With warehousing secured in the Christchurch suburb of Hornby, three specialist managers have been recruited to oversee the movement of bulk goods, heavy transport and accommodation, and to arrange travel for Salvation Army personnel. This development will allow a substantial scaling-up of operations needed for the longer term.
Meanwhile, The Salvation Army's Canterbury Earthquake Appeal reached NZ$6.2 million, up by $1.9 million over just 24 hours. Of this total, $1.6 million was raised through a $3 text initiative organised by Westpac Bank.
Psychosocial support personnel from Australia and around New Zealand are part of 'Suburban Squad' teams touring the worst-affected eastern suburbs of Christchurch, assessing residents' needs, property and infrastructure. The teams comprise staff and engineers from EQC (the New Zealand Government's Earthquake Commission) and Christchurch City Council, with 122 Salvation Army personnel providing emotional support to residents and identifying people who require additional support. These include elderly people living in isolation, those with chronic health conditions and others who are particularly stressed or anxious. Such cases were followed up by 'flying squads' of 12 Salvation Army officers, with a large team of volunteers delivering food, water and other goods to those in need.
Another 14 psychosocial support workers were based at welfare centres, providing care and support to people evacuated from their homes.
Psychosocial team coordinator Major Lynette Hutson says her teams are making an immense difference to people who, in many cases, had been cut off and were yet to receive outside help. One of the most touching cases seen by the teams was an 18-year-old who was caring for his wheelchair-bound mother and his two adult-aged, intellectually disabled brothers in a house without sewage or water. An emerging issue is the number of elderly people who are struggling to get by, often without water or sewage.

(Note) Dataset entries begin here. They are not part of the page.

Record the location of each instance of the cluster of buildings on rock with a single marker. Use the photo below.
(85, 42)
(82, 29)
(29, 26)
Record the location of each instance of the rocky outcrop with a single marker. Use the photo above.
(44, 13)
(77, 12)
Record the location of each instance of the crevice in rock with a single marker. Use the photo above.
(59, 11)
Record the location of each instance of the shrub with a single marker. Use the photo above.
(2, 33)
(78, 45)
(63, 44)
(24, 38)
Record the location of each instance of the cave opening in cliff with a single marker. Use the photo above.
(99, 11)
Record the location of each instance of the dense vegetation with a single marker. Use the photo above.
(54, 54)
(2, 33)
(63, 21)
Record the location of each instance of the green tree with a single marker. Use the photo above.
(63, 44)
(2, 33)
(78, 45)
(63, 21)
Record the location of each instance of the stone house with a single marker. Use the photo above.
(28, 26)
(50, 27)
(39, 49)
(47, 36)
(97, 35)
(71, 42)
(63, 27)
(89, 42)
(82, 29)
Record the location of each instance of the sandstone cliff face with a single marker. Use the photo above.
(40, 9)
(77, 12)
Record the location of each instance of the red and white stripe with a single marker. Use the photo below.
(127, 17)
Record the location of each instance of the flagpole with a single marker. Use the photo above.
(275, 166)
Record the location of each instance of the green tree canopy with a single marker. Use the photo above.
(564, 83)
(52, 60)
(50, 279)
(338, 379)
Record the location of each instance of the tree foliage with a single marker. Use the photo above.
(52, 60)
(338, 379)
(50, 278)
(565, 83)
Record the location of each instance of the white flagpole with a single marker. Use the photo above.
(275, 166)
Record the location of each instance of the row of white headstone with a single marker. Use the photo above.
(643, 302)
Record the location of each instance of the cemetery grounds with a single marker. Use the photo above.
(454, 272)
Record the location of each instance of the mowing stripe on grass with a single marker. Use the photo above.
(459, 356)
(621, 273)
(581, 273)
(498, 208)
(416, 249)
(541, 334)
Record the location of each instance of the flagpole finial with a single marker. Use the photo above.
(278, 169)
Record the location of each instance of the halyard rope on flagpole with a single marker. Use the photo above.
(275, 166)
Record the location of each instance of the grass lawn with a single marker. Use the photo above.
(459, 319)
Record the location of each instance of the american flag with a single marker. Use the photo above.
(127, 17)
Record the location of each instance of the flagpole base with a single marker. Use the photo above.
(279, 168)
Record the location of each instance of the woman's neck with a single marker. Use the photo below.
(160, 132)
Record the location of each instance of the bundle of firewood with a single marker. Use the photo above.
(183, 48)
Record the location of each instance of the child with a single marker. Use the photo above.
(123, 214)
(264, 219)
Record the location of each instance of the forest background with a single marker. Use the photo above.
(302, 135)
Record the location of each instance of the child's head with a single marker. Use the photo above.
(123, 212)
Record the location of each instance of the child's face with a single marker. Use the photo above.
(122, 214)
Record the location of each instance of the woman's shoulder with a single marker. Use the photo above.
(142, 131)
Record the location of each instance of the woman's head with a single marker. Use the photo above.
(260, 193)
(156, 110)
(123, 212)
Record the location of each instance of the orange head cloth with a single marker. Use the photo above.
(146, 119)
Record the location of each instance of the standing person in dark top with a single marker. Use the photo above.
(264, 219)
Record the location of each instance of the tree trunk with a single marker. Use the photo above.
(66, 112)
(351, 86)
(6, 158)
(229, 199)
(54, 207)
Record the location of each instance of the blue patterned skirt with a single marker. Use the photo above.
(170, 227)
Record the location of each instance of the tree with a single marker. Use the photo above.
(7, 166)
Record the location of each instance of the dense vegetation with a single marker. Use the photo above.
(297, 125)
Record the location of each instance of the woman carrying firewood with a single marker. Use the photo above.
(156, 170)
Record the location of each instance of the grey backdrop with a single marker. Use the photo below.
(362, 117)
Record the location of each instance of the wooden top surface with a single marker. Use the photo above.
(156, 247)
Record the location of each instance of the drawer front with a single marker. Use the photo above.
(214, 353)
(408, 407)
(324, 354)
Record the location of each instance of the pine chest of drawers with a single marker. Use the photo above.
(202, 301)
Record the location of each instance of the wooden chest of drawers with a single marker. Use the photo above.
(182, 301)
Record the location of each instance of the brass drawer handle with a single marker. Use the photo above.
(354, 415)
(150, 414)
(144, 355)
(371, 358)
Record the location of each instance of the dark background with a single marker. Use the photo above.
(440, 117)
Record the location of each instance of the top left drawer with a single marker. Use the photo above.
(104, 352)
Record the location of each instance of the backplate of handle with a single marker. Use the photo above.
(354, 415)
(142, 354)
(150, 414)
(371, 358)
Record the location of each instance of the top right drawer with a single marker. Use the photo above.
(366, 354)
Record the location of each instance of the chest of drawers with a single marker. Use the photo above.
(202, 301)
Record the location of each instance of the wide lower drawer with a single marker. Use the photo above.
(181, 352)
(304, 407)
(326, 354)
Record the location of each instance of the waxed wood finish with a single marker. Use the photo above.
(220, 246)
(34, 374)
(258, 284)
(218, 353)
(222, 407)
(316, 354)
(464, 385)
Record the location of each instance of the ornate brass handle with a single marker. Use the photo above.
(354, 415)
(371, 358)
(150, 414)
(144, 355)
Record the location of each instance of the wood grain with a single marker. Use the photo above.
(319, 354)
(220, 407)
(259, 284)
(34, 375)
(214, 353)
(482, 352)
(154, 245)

Salvation Army emergency services workers yesterday (2 March) served 4,710 meals to 1,570 people at welfare centres. This number included meals for 100 emergency workers hosted at The Salvation Army's community ministries centre in Linwood. During the day, Linwood Community Ministries delivered 382 food parcels to residents who were without transport and provided 212 food parcels to people arriving at the centre for help.